Apparently not! The engine can switch it off by printing "kibitz Hello from Crafty", but that is hardly an improvement over sending feature sigint=0...Michel wrote:Is there a way to force xboard not so send SIGINT even if the engine does
not declare sigint=0? This is useful for windows engines.
I guess an option for this is badly needed. Arguably this silly and non-portable feature should even be switched off by default... There once has been talk if there should not be a command-line option to let the user force features as if the egine set them, so you could say -firstFeatures "sigint=0 variants="normal,nocastle"" to trickXBoard into thinking the engine said that. This could be implemented in two flavors, namely altering the default of the mentioned features, or overruling even what the engine says. Perhaps the first flavor would make more sense as a global (non-engine-specific) option, because on a known engine it would either be equivalent to forcing the option (when you know the engine does not send the feature), or it would be overruled (when it does send it). So we could have -featureDefaults for altering defaults, and -firstFeature, -secondFeature for forcing settings (processed after receiving feature done=1).

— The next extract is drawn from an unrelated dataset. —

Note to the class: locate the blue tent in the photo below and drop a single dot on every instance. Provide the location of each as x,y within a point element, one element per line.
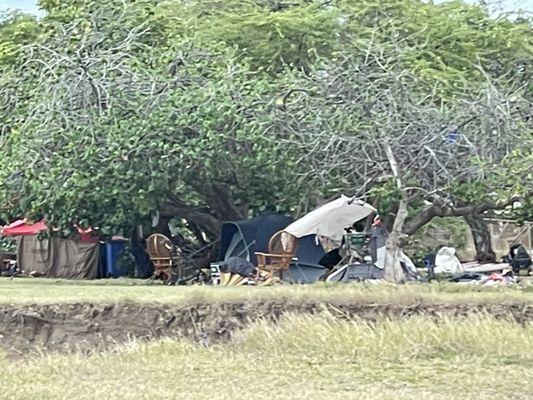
<point>244,238</point>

Anyway, none of this is currently implemented. Note that current XBoards are strictly speaking broken, for a combination of historic reasons and me not properly reading the specs. It sends SIGKILL in stead of SIGTERM to engines that do not promptly react to the quit command, (you can specify a delay, however) and does not pay attention to sigterm=0 for that...
Funny thing is that the (Windows) Joker source does contain the line
Code: Select all
signal(SIGINT, SIG_IGN);
Perhaps I should make a Windows compile of the source I used to make the Linux version (which should be platform independent). This is probably a slightly more modern version (1.1.14h) than the Windows binary I spread around, as it actually is a WB v2 engine implementing setboard (the old one was v1 and did not implement setting up a position at all, but when I made a 10x8 derivative I could not do without that, as 10x8 Chess has several commonly used opening positions, and I then ported that patch back to the 8x8 version.)